On trouve aussi chez Dostoïevski le futur troupeau nietzschéen : « Mon développement intellectuel était morbide, comme est celui de tout homme cultivé de notre temps. Eux, au contraire, stupides, étaient pareils entre eux comme les moutons d'un troupeau. ». Ou encore (dont le coup de fouet résonne étrangement avec la crise du philosophe témoin d'un cheval fouetté) : « J'aurai tout de même donné le soufflet, j'aurai pris l'initiative, et il sera obligé de se battre ! et ces têtes de mouton seront pour la première fois en face d'une âme vraiment tragique, la mienne !… Fouette, cocher, fouette ! ». Dernier exemple : « Un homme d'action est essentiellement borné : un homme à caractère, un homme d'action est essentiellement borné », dans les Carnets de Dostoïevski. Dans le Par-delà de Nietzsche, aphorisme 107 : « Une fois qu'une décision est prise, il faut fermer les oreilles aux meilleurs arguments contraires. C'est l'indice d'un caractère fort. Par occasion il faut donc faire triompher sa volonté jusqu'à la sottise. » (De Gaulle a dit qqchose de similaire).

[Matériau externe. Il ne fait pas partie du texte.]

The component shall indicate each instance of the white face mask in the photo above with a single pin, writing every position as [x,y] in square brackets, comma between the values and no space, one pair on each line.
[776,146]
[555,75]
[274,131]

Nietzsche, penseur écrivain. Dostoïevski, écrivain penseur. Même dans leur style : chez le second, ces retournements d'une pensée espiègle, aux parenthèses typiques de la danse du premier : « Et je me posais philosophiquement cette question (à étudier aux heures de loisir) : Que vaut-il mieux, un bonheur médiocre ou des souffrances supérieures ? Hein ? Que vaut-il mieux ? ».

Pour ceux qui ne le connaisse pas, Dostoïevski est un intellectuel pur : « J'ai une habitude à ce point invétérée de penser et de réfléchir d'après les livres et de me représenter tout au monde comme si je l'imaginais moi-même dans mes rêves ». C'est aussi un sensuel et chez lui vous trouverez des femmes et des hommes : mais s'il les dit « belles » ou « beaux », qu'ajouter de plus pour le physique. Il n'a pas la sensibilité évocatrice d'un Tolstoï (ses descriptions de la nature), ni le goût des images frappantes d'un Nabokov (Autres Rivages). Ce qu'il veut c'est l'électrique des situations : il le crée par différence de potentiel entre 2 personnalités qui s'entrechoquent comme des silex et dont les étincelles illuminent, un bref instant, un moi changeant et inquiétant, entrevu dans l'ennui (« il avait quitté Saint-Pétersbourg et s'était mis à voyager, espérant peut-être trouver quelque distraction, quelque diversion à ses éternels ennuis »). Ce choc peut être les rapports de maître à esclave (ex. parmi tant d'autres, du valet des Carnets – rapports que Nietzsche, encore, théorisera), d'amour ou de haine, et je termine avec cette pensée tirée du même Sous-Sol, pensée à retardement (comme la bombe), qui tranche radicalement avec l'esprit de notre époque : « Je suis allé si loin en ce sens qu'aujourd'hui je crois fermement que l'amour consiste en ce droit de tyrannie concédé par l'être aimé ».